Massachusetts Senator Elizabeth Warren is asking Disney some tough questions following the entertainment giant’s decision to lay off 28,000 park employees at the end of September. Warren wrote a letter on Monday addressed to Walt Disney CEO Bob Chapek and chairman Bob Iger about the reasoning behind the layoffs.
The letter is five pages in total, but Sen. Warren gets to the heart of the matter right away:
“I write to express concern about The Walt Disney Company’s (Disney) recent decision to lay off 28,000 workers during an economic recession while reinstating pay rates for highly compensated senior executives,” Warren wrote. “In the years leading up to this crisis, your company prioritized the enrichment of executives and stockholders through hefty compensation packages, and billions of dollars’ worth of dividend payments and stock buybacks, all of which weakened Disney’s financial cushion and ability to retain and pay its front-line workers amid the pandemic.”

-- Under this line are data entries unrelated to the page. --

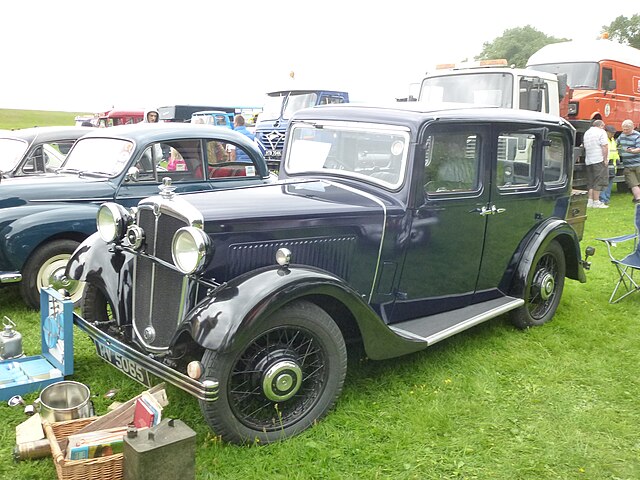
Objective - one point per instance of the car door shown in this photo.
(529, 172)
(444, 253)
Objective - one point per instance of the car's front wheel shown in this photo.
(46, 267)
(280, 380)
(545, 283)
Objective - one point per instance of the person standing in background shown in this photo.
(605, 195)
(596, 147)
(629, 150)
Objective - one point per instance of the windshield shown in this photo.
(494, 89)
(272, 107)
(375, 152)
(298, 101)
(106, 156)
(579, 75)
(11, 151)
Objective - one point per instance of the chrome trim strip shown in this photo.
(384, 228)
(10, 277)
(206, 391)
(459, 327)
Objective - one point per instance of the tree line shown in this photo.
(516, 45)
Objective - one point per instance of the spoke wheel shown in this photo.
(46, 267)
(545, 284)
(286, 377)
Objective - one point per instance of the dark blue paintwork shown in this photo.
(35, 210)
(34, 161)
(402, 257)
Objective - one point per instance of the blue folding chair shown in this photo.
(627, 265)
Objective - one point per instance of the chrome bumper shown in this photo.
(207, 390)
(10, 277)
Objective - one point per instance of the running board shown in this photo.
(434, 328)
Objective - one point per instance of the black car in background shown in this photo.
(393, 226)
(32, 151)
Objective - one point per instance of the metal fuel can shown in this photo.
(10, 341)
(167, 450)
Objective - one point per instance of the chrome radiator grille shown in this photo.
(159, 291)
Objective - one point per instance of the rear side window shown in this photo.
(516, 151)
(555, 154)
(452, 162)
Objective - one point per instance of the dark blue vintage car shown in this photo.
(396, 227)
(37, 150)
(44, 218)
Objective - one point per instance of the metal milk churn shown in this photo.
(10, 341)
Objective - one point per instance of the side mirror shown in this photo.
(132, 174)
(562, 85)
(534, 100)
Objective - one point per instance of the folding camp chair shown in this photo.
(627, 265)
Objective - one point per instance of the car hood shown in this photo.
(54, 188)
(324, 224)
(282, 200)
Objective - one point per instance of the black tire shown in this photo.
(281, 380)
(94, 305)
(46, 267)
(545, 283)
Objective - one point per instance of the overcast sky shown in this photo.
(79, 55)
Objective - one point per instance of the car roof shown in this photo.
(46, 134)
(158, 132)
(417, 113)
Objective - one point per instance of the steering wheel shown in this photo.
(335, 164)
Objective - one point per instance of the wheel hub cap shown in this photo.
(282, 380)
(546, 284)
(59, 280)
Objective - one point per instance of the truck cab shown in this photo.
(114, 117)
(213, 117)
(492, 82)
(604, 78)
(278, 108)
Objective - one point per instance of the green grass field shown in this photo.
(554, 402)
(13, 119)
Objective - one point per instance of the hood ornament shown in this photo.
(166, 189)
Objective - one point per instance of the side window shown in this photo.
(452, 162)
(181, 160)
(35, 162)
(516, 152)
(226, 160)
(555, 152)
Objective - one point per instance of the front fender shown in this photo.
(228, 319)
(546, 232)
(107, 267)
(26, 227)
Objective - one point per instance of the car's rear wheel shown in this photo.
(545, 283)
(281, 380)
(46, 267)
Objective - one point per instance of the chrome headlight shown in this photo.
(190, 249)
(112, 220)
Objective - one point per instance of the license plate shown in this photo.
(124, 364)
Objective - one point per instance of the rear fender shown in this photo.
(546, 232)
(25, 228)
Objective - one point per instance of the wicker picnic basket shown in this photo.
(102, 468)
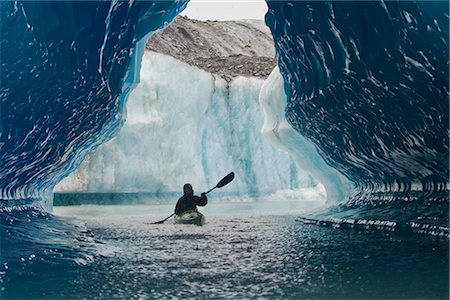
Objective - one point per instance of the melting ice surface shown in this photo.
(183, 124)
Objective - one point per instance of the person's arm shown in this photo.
(202, 200)
(179, 206)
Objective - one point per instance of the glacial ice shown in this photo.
(281, 134)
(186, 125)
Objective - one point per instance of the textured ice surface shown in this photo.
(305, 153)
(185, 125)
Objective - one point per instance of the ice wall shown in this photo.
(185, 125)
(305, 153)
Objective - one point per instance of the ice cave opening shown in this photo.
(204, 106)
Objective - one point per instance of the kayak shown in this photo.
(190, 217)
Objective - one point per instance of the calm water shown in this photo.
(236, 255)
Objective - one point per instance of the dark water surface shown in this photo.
(235, 256)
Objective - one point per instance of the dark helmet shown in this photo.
(187, 188)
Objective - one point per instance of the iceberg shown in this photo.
(187, 125)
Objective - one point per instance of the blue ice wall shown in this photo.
(66, 70)
(367, 82)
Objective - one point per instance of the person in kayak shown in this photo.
(188, 201)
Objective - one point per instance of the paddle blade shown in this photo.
(226, 180)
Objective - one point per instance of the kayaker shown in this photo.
(188, 201)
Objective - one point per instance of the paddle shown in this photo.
(226, 180)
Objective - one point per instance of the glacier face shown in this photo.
(367, 83)
(280, 133)
(186, 125)
(67, 68)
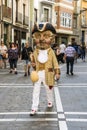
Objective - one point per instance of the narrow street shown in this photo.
(70, 107)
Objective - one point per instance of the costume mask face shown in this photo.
(43, 37)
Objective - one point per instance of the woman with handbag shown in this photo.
(3, 54)
(27, 50)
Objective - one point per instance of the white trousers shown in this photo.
(36, 91)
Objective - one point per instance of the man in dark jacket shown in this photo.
(27, 50)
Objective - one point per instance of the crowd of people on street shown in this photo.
(44, 60)
(11, 54)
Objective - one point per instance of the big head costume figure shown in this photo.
(44, 62)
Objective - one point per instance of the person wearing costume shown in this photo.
(44, 62)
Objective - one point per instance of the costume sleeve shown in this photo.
(55, 64)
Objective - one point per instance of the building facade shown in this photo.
(15, 21)
(64, 20)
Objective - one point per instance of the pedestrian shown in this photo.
(62, 47)
(26, 52)
(13, 57)
(44, 62)
(70, 53)
(3, 54)
(83, 51)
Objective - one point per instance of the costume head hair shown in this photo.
(43, 35)
(43, 27)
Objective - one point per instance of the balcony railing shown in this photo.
(19, 17)
(0, 12)
(25, 20)
(84, 24)
(6, 12)
(48, 1)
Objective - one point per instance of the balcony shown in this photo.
(50, 2)
(18, 18)
(84, 24)
(6, 12)
(25, 20)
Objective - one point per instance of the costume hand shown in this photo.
(57, 76)
(33, 64)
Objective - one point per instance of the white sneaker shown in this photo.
(33, 112)
(50, 104)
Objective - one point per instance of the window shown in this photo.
(69, 0)
(24, 13)
(46, 15)
(35, 15)
(66, 20)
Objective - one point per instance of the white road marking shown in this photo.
(76, 120)
(24, 113)
(27, 119)
(62, 123)
(76, 113)
(77, 85)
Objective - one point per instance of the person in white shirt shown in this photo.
(3, 50)
(62, 51)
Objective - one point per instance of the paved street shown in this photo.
(70, 106)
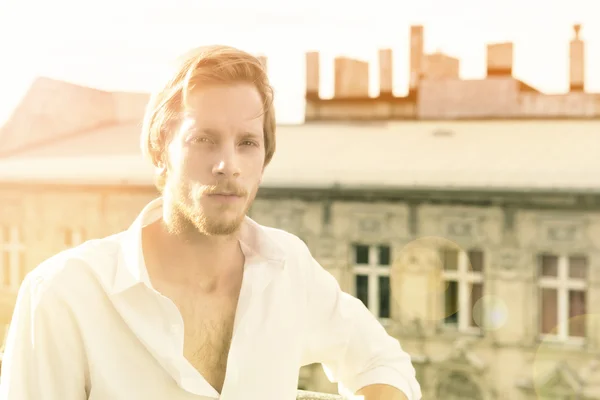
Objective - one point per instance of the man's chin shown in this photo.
(220, 226)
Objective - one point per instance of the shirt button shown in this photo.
(233, 375)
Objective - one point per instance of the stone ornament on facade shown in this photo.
(566, 231)
(461, 374)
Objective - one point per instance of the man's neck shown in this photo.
(207, 260)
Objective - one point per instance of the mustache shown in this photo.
(227, 187)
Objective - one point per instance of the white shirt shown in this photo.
(88, 325)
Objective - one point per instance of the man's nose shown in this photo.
(227, 163)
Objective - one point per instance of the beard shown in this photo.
(190, 217)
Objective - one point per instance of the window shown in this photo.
(563, 294)
(73, 237)
(12, 260)
(372, 278)
(463, 277)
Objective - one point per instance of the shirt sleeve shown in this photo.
(44, 357)
(350, 342)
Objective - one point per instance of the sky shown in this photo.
(125, 44)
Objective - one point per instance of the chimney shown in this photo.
(351, 78)
(416, 56)
(576, 62)
(499, 59)
(386, 74)
(312, 74)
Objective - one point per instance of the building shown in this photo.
(474, 238)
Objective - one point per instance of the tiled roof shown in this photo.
(504, 155)
(53, 109)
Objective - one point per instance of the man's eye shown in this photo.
(199, 139)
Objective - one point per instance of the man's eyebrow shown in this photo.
(251, 134)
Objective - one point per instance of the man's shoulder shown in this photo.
(96, 259)
(287, 241)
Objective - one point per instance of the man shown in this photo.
(196, 300)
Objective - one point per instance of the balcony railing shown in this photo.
(304, 395)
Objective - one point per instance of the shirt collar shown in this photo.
(256, 243)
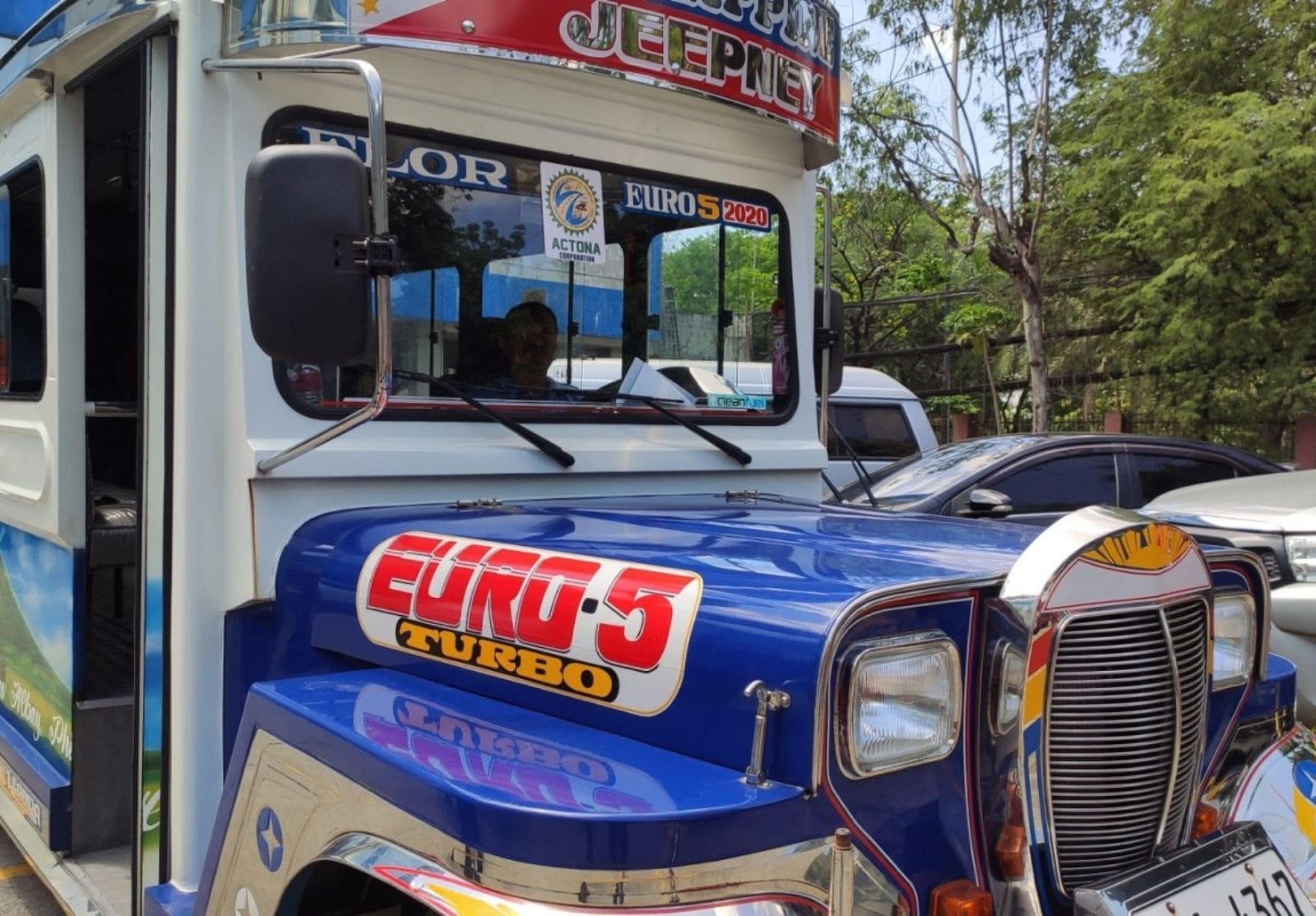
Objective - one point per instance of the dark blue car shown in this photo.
(1036, 478)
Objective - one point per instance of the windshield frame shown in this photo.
(445, 408)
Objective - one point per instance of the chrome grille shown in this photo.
(1272, 562)
(1124, 738)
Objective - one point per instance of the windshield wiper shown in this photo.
(552, 449)
(730, 449)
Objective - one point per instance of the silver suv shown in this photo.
(1274, 516)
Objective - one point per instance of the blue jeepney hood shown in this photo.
(744, 591)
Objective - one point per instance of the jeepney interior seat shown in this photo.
(112, 539)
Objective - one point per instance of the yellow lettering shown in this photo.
(590, 681)
(497, 655)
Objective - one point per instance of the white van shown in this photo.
(875, 416)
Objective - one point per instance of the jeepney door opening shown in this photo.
(104, 694)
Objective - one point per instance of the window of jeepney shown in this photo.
(686, 276)
(23, 322)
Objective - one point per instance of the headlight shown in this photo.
(1302, 556)
(1007, 688)
(1235, 626)
(903, 705)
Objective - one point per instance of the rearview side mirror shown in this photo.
(307, 298)
(991, 503)
(831, 304)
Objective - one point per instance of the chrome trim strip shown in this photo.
(1177, 745)
(1188, 866)
(319, 806)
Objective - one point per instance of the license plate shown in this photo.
(1261, 886)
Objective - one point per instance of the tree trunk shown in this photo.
(1020, 262)
(1035, 344)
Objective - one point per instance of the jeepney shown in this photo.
(307, 609)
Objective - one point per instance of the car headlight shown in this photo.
(903, 705)
(1007, 688)
(1235, 626)
(1302, 556)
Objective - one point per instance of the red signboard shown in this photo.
(778, 57)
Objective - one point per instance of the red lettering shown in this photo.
(649, 594)
(444, 603)
(550, 624)
(392, 585)
(497, 589)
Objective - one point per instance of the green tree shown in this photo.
(1195, 171)
(1002, 66)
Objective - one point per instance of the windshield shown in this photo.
(553, 286)
(924, 474)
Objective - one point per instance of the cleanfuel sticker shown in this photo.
(572, 214)
(592, 628)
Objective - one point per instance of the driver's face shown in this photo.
(532, 344)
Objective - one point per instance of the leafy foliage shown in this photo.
(1195, 171)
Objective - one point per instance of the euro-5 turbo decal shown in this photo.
(592, 628)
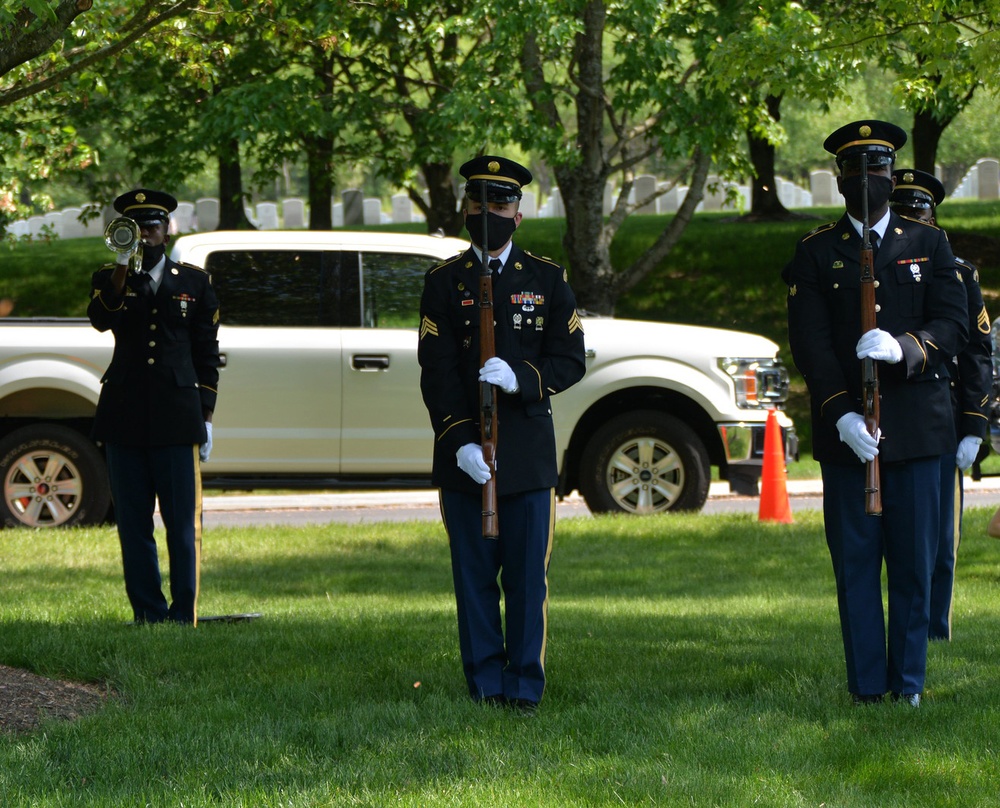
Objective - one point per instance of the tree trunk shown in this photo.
(585, 240)
(232, 213)
(319, 157)
(764, 198)
(441, 211)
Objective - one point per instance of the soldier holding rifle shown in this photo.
(539, 352)
(916, 196)
(921, 322)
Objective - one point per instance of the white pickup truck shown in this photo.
(319, 388)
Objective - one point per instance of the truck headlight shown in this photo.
(758, 383)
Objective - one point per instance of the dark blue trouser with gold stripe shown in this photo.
(943, 576)
(511, 667)
(139, 476)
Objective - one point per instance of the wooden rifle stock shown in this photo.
(869, 371)
(487, 392)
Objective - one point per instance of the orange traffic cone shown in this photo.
(774, 504)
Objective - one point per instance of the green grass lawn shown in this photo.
(692, 661)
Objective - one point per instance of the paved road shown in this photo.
(354, 507)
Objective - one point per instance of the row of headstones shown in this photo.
(981, 182)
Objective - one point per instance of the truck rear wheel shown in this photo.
(644, 462)
(52, 477)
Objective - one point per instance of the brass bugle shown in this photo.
(122, 235)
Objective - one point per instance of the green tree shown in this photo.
(45, 47)
(609, 88)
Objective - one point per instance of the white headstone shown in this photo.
(182, 219)
(294, 211)
(712, 200)
(206, 211)
(54, 222)
(402, 208)
(669, 202)
(354, 207)
(529, 204)
(373, 211)
(267, 216)
(823, 187)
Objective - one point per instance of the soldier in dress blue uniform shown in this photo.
(539, 352)
(916, 196)
(922, 322)
(155, 409)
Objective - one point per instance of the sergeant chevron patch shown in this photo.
(428, 326)
(983, 321)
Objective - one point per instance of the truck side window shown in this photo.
(276, 287)
(391, 284)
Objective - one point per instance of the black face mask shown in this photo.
(879, 189)
(151, 256)
(500, 229)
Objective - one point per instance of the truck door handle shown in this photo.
(370, 362)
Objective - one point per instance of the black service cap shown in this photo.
(504, 178)
(146, 206)
(916, 189)
(879, 139)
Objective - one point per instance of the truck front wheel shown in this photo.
(52, 477)
(644, 462)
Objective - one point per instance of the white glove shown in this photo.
(879, 344)
(205, 449)
(968, 448)
(498, 372)
(854, 433)
(470, 460)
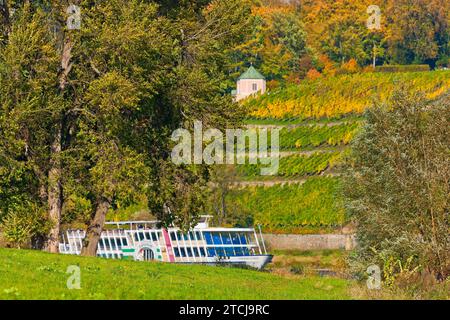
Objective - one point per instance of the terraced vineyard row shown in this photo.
(342, 95)
(293, 208)
(296, 165)
(314, 136)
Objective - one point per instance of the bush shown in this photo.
(23, 225)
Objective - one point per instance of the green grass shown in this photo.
(37, 275)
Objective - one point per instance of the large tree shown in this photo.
(98, 105)
(398, 185)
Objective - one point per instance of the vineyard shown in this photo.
(317, 119)
(296, 208)
(297, 165)
(335, 97)
(317, 135)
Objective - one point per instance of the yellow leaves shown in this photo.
(340, 95)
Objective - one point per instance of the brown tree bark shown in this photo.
(4, 18)
(94, 230)
(55, 190)
(54, 198)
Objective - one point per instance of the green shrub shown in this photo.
(403, 68)
(23, 224)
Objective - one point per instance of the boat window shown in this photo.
(211, 252)
(226, 238)
(216, 238)
(208, 237)
(196, 252)
(220, 252)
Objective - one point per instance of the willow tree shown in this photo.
(398, 186)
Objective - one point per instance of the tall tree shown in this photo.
(398, 185)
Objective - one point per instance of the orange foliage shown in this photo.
(313, 74)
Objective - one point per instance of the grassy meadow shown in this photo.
(37, 275)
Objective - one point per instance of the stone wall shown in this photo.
(309, 242)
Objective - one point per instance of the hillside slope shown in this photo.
(338, 96)
(318, 120)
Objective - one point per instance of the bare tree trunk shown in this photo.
(54, 193)
(374, 60)
(4, 18)
(94, 230)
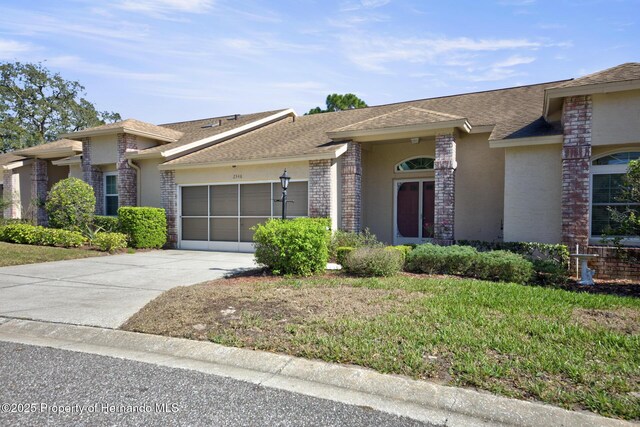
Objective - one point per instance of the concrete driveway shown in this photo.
(106, 291)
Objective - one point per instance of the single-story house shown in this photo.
(538, 163)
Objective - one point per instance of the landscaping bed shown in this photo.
(573, 349)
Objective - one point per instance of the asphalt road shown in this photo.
(45, 386)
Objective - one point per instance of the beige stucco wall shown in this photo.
(104, 149)
(378, 175)
(616, 118)
(479, 189)
(75, 171)
(533, 194)
(479, 185)
(149, 183)
(243, 173)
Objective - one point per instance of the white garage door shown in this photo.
(220, 216)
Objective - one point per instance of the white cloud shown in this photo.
(514, 60)
(10, 49)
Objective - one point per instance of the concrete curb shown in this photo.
(419, 400)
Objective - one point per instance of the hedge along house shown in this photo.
(532, 163)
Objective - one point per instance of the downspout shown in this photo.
(139, 181)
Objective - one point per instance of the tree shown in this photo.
(337, 102)
(37, 105)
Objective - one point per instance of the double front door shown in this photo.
(414, 209)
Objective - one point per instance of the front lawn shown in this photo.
(575, 350)
(14, 254)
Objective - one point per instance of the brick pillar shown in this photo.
(576, 155)
(320, 184)
(445, 188)
(11, 194)
(92, 175)
(39, 183)
(169, 192)
(127, 176)
(352, 188)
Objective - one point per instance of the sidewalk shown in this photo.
(419, 400)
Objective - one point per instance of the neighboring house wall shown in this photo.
(150, 193)
(378, 176)
(533, 194)
(616, 118)
(480, 181)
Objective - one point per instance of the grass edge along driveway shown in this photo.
(575, 350)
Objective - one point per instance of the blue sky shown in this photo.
(171, 60)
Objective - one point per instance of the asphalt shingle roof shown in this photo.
(514, 112)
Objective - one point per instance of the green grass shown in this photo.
(575, 350)
(14, 254)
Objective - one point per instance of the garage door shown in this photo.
(220, 217)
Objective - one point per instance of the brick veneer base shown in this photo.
(351, 218)
(169, 193)
(613, 263)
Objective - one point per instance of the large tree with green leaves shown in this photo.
(37, 105)
(337, 102)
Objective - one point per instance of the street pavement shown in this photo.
(56, 385)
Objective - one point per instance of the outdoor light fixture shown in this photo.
(284, 180)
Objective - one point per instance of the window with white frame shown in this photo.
(111, 194)
(607, 189)
(415, 164)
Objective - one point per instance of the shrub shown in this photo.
(434, 259)
(71, 205)
(109, 242)
(297, 246)
(145, 227)
(503, 266)
(341, 254)
(548, 272)
(36, 235)
(377, 261)
(108, 224)
(350, 239)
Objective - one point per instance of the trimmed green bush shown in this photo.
(374, 262)
(107, 224)
(71, 205)
(145, 227)
(109, 242)
(341, 254)
(297, 246)
(36, 235)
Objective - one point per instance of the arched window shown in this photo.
(607, 174)
(415, 164)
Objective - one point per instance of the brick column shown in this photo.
(92, 175)
(352, 188)
(320, 184)
(127, 176)
(445, 188)
(39, 183)
(169, 192)
(576, 155)
(11, 194)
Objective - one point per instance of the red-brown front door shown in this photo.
(414, 211)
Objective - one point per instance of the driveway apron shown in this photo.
(106, 291)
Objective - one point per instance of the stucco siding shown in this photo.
(104, 149)
(616, 118)
(479, 202)
(533, 194)
(378, 175)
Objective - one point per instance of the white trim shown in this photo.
(323, 156)
(525, 142)
(224, 135)
(395, 167)
(407, 240)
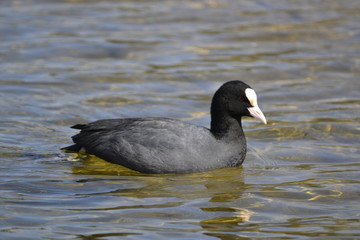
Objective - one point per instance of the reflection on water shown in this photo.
(67, 62)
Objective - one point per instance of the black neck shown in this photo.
(225, 127)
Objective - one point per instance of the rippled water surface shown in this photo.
(75, 61)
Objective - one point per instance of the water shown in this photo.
(67, 62)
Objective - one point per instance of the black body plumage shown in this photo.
(163, 145)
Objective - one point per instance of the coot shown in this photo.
(163, 145)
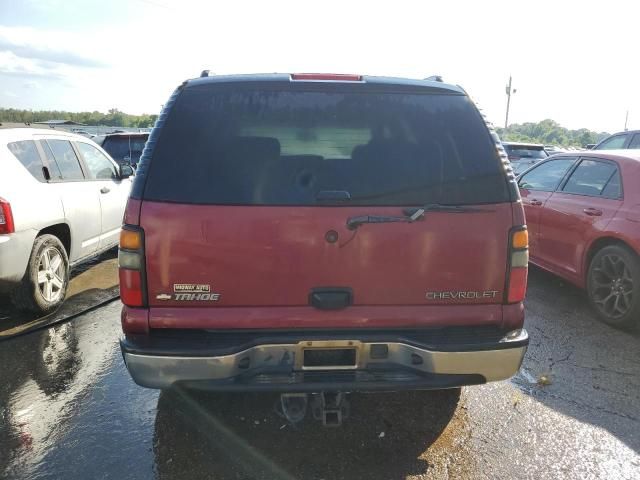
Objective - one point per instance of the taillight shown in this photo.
(6, 217)
(518, 263)
(131, 266)
(326, 77)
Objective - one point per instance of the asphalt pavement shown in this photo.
(68, 409)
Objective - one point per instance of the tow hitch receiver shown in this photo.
(330, 407)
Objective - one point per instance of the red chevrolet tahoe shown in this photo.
(313, 232)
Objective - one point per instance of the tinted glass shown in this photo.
(27, 153)
(99, 166)
(547, 176)
(290, 147)
(522, 152)
(124, 148)
(635, 141)
(612, 143)
(65, 159)
(590, 178)
(613, 189)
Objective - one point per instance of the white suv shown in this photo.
(62, 200)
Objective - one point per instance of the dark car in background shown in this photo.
(622, 140)
(524, 155)
(124, 147)
(583, 215)
(314, 233)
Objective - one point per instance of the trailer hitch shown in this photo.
(330, 407)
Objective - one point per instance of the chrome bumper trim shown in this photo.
(162, 371)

Disney has been pushing California Governor Gavin Newsom to provide guidelines for re-opening its theme parks in the state after more than six months of shutdown. Newsom has resisted the push thus far, but has begun to look into options for re-opening those parks.
Warren says in her letter that Disney’s explanation for the layoffs “fails to acknowledge Disney’s short-sighted business decisions that reduced its capital, including spending billions of dollars to repurchase its own shares over the last decade, rewarding its shareholders through billions of dollars in dividend payments, and showering its top company executives with over-the-top compensation packages and salaries–which reportedly were restored several weeks before the September layoff announcement.”
“Disney has spent tens of billions of dollars on share buybacks in recent years, spending $47.9 billion repurchasing its own common stock from 2009-2018,” Warren notes. “A practice that is known to turn excess company cash into higher stock prices for the benefit of shareholders.”
Warren also calls out $5.4 billion in dividend payments to shareholders and $336 million in compensation for top executives in the years leading up to the pandemic.
Warren puts a number of questions directly to Chapek and Iger. She starts by asking who will be laid off and why, and how re-hiring will work. The senator then shifts to asking how much value the stock buybacks have added to the company and how those buybacks enriched top executives, board members, and shareholders.
Disney sidestepped the questions in its response to the letter with a statement that first aired on CNBC’s Closing Bell program.
“Senator Warren’s misinformed letter contains a number of inaccuracies. We’ve unequivocally demonstrated our ability to operate responsibly with strict health and safety protocols in place at all of our theme parks worldwide, with the exception of Disneyland Resort in California, where the State [sic] has prevented us from reopening even though we have reached agreements with unions representing the majority of our Cast Members that would get them back to work,” said a Disney spokesperson.
In essence, Warren asked Disney executives to explain why they can’t pay employees who need the money after spending the last few years making shareholders even wealthier, and Disney ignored the question, instead repeating what we’ve heard them say over and over in recent months–they want to reopen Disneyland, and believe they can do so safely, despite the state government’s reservations.